多语种内容调控:关于改编的案例研究 (Multilingual Content Moderation: A Case Study on Reddit) - 专知论文

会员服务 ·

0

Analysis · CASE · 可辨认的 · Extensibility · Performer ·

2023 年 2 月 19 日

Multilingual Content Moderation: A Case Study on Reddit

翻译：多语种内容调控:关于改编的案例研究

Meng Ye,Karan Sikka,Katherine Atwell,Sabit Hassan,Ajay Divakaran,Malihe Alikhani

Content moderation is the process of flagging content based on pre-defined platform rules. There has been a growing need for AI moderators to safeguard users as well as protect the mental health of human moderators from traumatic content.
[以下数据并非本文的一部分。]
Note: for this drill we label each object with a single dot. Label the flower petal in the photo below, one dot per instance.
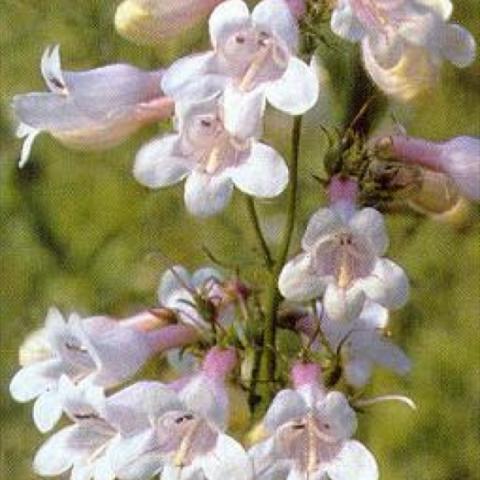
(387, 285)
(160, 164)
(370, 223)
(324, 222)
(264, 174)
(335, 411)
(174, 279)
(353, 461)
(298, 283)
(275, 16)
(345, 24)
(47, 411)
(296, 91)
(228, 460)
(286, 405)
(227, 18)
(459, 46)
(207, 195)
(342, 304)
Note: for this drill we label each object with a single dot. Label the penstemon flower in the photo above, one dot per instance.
(343, 260)
(85, 350)
(95, 109)
(458, 158)
(250, 52)
(403, 41)
(362, 343)
(186, 438)
(98, 423)
(310, 434)
(214, 152)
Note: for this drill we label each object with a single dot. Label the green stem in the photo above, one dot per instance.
(252, 212)
(268, 360)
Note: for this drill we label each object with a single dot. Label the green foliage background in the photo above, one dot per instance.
(78, 232)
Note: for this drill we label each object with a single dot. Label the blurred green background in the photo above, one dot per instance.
(78, 232)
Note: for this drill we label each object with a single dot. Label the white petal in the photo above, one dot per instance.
(459, 46)
(325, 221)
(286, 405)
(342, 304)
(370, 223)
(52, 70)
(387, 285)
(227, 18)
(184, 74)
(137, 457)
(264, 174)
(160, 164)
(227, 461)
(353, 461)
(275, 16)
(207, 195)
(296, 91)
(298, 283)
(56, 456)
(243, 112)
(345, 24)
(31, 381)
(47, 411)
(335, 411)
(174, 279)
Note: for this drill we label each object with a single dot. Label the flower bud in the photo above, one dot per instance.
(152, 21)
(458, 158)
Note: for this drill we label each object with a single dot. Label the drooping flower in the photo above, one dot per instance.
(150, 22)
(85, 350)
(343, 260)
(403, 41)
(458, 158)
(310, 434)
(186, 441)
(362, 343)
(98, 422)
(91, 110)
(251, 52)
(214, 151)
While prior works have focused on identifying hateful/offensive language, they are not adequate for meeting the challenges of content moderation since 1) moderation decisions are based on violation of rules, which subsumes detection of offensive speech, and 2) such rules often differ across communities which entails an adaptive solution. We propose to study the challenges of content moderation by introducing a multilingual dataset of 1.8 Million Reddit comments spanning 56 subreddits in English, German, Spanish and French. We perform extensive experimental analysis to highlight the underlying challenges and suggest related research problems such as cross-lingual transfer, learning under label noise (human biases), transfer of moderation models, and predicting the violated rule. Our dataset and analysis can help better prepare for the challenges and opportunities of auto moderation.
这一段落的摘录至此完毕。